Proposal to focus on single container and improve docs for installers

mikedep333 · July 13, 2022, 5:23pm

Hi Everyone,

The following is a comprehensive proposal for what the pulp installers subteam will focus on over the next few months, and generally here on out. It is designed to address the following dilemmas:

Containers are what most non-ansible-expert users want.
There was a lot of constructive criticism for pulp_installer at pulpcon 2021.
Most of that feedback is addressable via docs updates, some via engineering changes, some cannot be feasibly addressed.

The proposal at a high-level

The single container will be recommended as the default way to install pulp.
pulp_installer’s “pip” install mode will remain, but will not be the focus of engineering. pulp_installer’s primary use will be “packages” install mode, whether for use by Katello/Galaxy, or by Pulp users.
pulp_installer will be clearly documented on how to do an “installation” (pulp_services meta role) vs an “orchestration” (pulp_all_services meta role.)
The single container will receive a large docs revamp, explaining what we are doing, not just the exact commands to run. See this as an example.
pulp_installer will receive a medium-size docs revamp.
The pulp manual installation docs will receive a medium-size revamp. Particuarly including missing areas, and webserver configuration.
Some engineering changes will be made to the installer, focused on usability.
There will be an emphasis on solving missing features in the single container from here on out, rather than missing features in pulp_installer.

The following engineering changes will be made for the installer:

Stop using duplicate variables in the installer. For example, instead of requiring users to set both “pulp_cache_dir” and “pulp_settings.working_directory”, pulp_installer will only recognize and customize the install based on “pulp_settings.working_directory”.
Systemd overrides will be used instead of jinja2 templating the systemd unit files (for the pulp services.). This allows for easier customization after installation, as well as referencing what a systemd unit file will look like for manual installations.

The following changes will be made to the installer docs:

pulp_installer will be clearly documented on how to do an “installation” (pulp_services meta role) vs an “orchestration” (pulp_all_services meta role.) When doing an “installation”, the postgresql database must be accessible, and configured via variables to the installer. (installer assumes “localhost” by default). The installer will make some changes to the system outside of simple file installation, such as the pulp service being started/restarted, “collect static” commands being run, some OS components like sudo being configured, and the pulp_health_check role will be run. The webserver will either be configured by the installer(including being started/restarted) or by the user according to provided config files in the manual installation docs.
We will advertise better the new ability to set settings in /etc/pulp/settings.local.py, which the installer will not override.
When it comes to variables, we will clearly identify which variables must be specified by the installer during the initial install, and cannot be specified in /etc/pulp/settings.local.py after installation. An example is “pulp_settings.working_directory”, which is a folder path that the installer will not move.
When it comes to variables, we will clearly identify the variables that must be specified in order for the installer to integrate with existing database/redis/object storage services.
We will document the supported versions of non-orchestrated redis, postgres and webservers.
We will provide an architectural overview of pulp, including adding diagrams to pages.

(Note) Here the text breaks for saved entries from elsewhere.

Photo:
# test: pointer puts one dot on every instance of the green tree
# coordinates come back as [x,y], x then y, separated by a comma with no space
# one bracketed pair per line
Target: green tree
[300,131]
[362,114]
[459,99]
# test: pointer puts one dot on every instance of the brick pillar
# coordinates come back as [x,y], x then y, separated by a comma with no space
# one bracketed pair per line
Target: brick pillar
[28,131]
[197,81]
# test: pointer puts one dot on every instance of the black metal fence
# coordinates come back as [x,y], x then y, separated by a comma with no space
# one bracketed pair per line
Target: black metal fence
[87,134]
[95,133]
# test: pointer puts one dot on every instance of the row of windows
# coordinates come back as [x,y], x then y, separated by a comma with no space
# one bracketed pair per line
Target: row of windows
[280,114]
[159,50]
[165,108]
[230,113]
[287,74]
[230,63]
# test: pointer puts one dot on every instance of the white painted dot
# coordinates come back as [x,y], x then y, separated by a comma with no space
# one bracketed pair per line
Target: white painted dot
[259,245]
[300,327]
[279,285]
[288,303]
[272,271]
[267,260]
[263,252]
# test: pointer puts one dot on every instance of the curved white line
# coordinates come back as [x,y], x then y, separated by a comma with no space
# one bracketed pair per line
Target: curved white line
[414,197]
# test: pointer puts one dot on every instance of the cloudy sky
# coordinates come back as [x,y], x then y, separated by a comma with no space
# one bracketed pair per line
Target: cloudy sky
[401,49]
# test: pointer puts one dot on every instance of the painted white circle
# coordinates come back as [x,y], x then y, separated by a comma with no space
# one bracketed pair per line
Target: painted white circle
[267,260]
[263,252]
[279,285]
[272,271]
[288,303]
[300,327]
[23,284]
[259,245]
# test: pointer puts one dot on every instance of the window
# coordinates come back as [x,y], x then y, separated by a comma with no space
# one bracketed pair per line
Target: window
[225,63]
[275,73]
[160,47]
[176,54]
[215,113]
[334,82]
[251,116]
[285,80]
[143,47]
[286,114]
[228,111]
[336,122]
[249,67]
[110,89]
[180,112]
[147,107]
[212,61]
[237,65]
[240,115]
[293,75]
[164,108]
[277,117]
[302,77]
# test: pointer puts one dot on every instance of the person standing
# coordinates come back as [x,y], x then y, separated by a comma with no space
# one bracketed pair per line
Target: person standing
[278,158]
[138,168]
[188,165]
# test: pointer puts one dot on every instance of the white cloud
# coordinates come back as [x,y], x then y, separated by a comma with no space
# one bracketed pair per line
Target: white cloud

On a design note, I want to discuss the topic of “installation vs orchestration” further. The original name for pulp_installer was “ansible-pulp”. That may be an appropriate name to re-adopt. However, other than naming, I looked at every single task under the pulp_services meta role. pulp_services needs the database connection to be present, but it generally doesn’t orchestrate the system any further than doing things like starting/restarting the service, and configuring some parts of the OS like sudo. It seems like pulp_services performs the appropriate, limited behavior for an “installer.”

Also, generally an “installer” will include components at specific versions. This is behavior that could be implemented by doing something like:

running a CI job every night to install all the compatible plugins and generate a distribution
test that this new distribution works
save the distribution as a “pip freeze” list
provide the “pip freeze” list in the installer
When users run the installer in the new “pip freeze” mode, always install all the dependencies but do not install the plugins unless requested. (Because once a plugin is installed, it cannot be uninstalled. Including when you upgrade pulpcore to a new version, which it may not be compatible with.)
Constantly re-release the installer with a new list ‘pip freeze’ list.

However, this is a lot of work to do for an installation mechanism that users prefer containers over, and which galaxy_ng and katello have no use for. They provide their own RPMs, and test the distribution for their own needs. Therefore, we are strongly leaning against doing something like this.

markgoddard · August 26, 2022, 11:31am

It’s interesting to see this change of direction, given the pulp in one container is marked as not for production in the docs. Presumably sufficient improvements will be made to make it ready for production.

Where do the podman compose and k8s operator methods fit in here?

bmbouter · August 26, 2022, 2:00pm

Yes the single container is receiving improvements, and I believe it primarily needs documentation and testing more than specific gaps filled. Feedback on how to make it great is valuable.

I’m not closely involved in the development of these components, but here’s my take. I expect the Pulp project will see growth in usage of the podman compose, k8s operator, and single container, along with DIY Python based installations. The installer will likely continue to be used by those who started their installs with it, but won’t probably see much additional user adoption. The k8s operator will likely be heavily used by more enterprise environments because that’s more or less a precursor for having a k8s environment at all.

I’m hoping those who do work on those components can chime in here also.

davidd · August 29, 2022, 2:44pm

We are using containers to deploy Pulp so I’m glad to see this shift. We ended up writing our own Containerfiles based on the ones in pulp-operator. Those use ansible though which was a bit of a nuisance to reverse engineer. It would be nicer if Pulp had official Containerfiles that it shipped.

bmbouter · September 7, 2022, 4:15pm

@davidd How would you feel about sharing those? A full PR would be great, but I’ll take whatever you have time for (if this is appropriate in your opinion). I’d like to see us publish these into a section of the docs.

bmbouter · September 14, 2022, 6:53pm

I created this issue for us to add the dockerfile to the pulpcore docs. Feedback on how to accomplish to maximize usability for users would be great.

hyagi · September 16, 2022, 12:39pm

“We ended up writing our own Containerfiles based on the ones in pulp-operator.”

@davidd In addition to bmbouter comments, can you please share why you decided to use your own Containerfiles instead of deploying Pulp through pulp-operator, even with pulp-operator being able to handle the entire lifecycle of Pulp?
This feedback can help us improve pulp-operator.